Canary Media profiled FERC's transmission policy, quoting AEE's Jeff Dennis on how modern infrastructure can better capture the benefits of clean energy. Read snippets below and the full story here.
Over the past nine months, the Federal Energy Regulatory Commission has been working on a major reform to U.S. transmission-grid policy, one that clean-energy advocates say could determine whether or not the country will be able to build the vast amount of solar and wind power needed to combat climate change.
On Thursday, FERC approved the first fruits of that process — a proposal to require transmission providers to develop new planning processes and draw up 20-year plans for building large-scale regional transmission and sharing the costs. The aim is to build a grid robust enough to handle a rapidly changing energy mix over decades to come...
Expanded transmission could also yield more cost-effective and reliable electricity supplies, as illustrated in the following map from another 2021 report from the Brattle Group. Sharing power across regions allows renewable resources to be transferred from regions where they are most plentiful to other regions where they can replace higher-cost electricity. Regional power sharing also reduces the risk of weather events curtailing wind and solar supplies or driving spikes in demand for heating or cooling in one particular region...

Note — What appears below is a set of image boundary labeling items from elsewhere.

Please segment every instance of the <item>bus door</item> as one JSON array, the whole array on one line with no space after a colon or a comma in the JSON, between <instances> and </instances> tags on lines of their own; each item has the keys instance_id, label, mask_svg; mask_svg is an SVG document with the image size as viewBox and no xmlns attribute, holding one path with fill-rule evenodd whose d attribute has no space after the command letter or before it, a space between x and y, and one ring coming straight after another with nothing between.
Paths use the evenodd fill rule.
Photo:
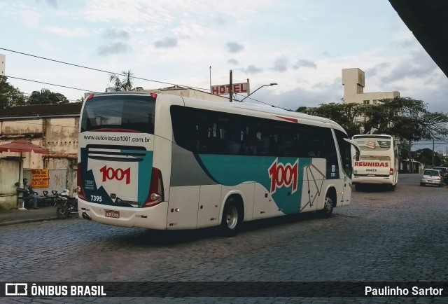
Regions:
<instances>
[{"instance_id":1,"label":"bus door","mask_svg":"<svg viewBox=\"0 0 448 304\"><path fill-rule=\"evenodd\" d=\"M316 210L318 198L322 193L322 186L326 177L326 160L313 158L310 165L303 169L303 187L300 212Z\"/></svg>"}]
</instances>

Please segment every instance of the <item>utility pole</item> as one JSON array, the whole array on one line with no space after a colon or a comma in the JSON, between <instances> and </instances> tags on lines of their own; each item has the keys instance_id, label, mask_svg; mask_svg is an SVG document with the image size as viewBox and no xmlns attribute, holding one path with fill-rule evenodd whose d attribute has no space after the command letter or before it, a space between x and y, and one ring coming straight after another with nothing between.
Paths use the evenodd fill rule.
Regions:
<instances>
[{"instance_id":1,"label":"utility pole","mask_svg":"<svg viewBox=\"0 0 448 304\"><path fill-rule=\"evenodd\" d=\"M434 139L433 139L433 167L434 167Z\"/></svg>"},{"instance_id":2,"label":"utility pole","mask_svg":"<svg viewBox=\"0 0 448 304\"><path fill-rule=\"evenodd\" d=\"M232 102L232 95L233 95L233 84L232 83L232 70L230 70L230 81L229 84L229 102Z\"/></svg>"}]
</instances>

These kinds of benefits aren’t captured in planning processes that only look a few years into the future, however, said Jeff Dennis, managing director and general counsel for the Advanced Energy Economy trade group.
“Long-term transmission planning is what’s required to get ahead of where the resource mix is going,” he said. “And it’s not a mystery…where that resource mix is going.”...
“What MISO MVP did well — and what MISO’s most recent process is doing well — is capturing the needs of states upfront,” said Dennis of Advanced Energy Economy. “States see they need transmission to meet their reliability goals, to reduce costs for consumers, to meet their own clean energy goals, and for utilities to meet their own carbon-reduction goals.”
That led to states and utilities saying, “we’re willing to pay our share of the costs of a portfolio that provides our share of benefits,” he said — and that, in turn, resulted in “portfolios that created net benefits for everyone.”
Dennis highlighted that the current national backlog of clean energy projects unable to interconnect to the grid is due to a lack of this kind of forward-thinking planning over the past decade or so. If FERC’s new NOPR can lead to these kinds of processes being replicated across the nation,” that would go a long way toward ensuring we don’t end up in this backlog situation again.”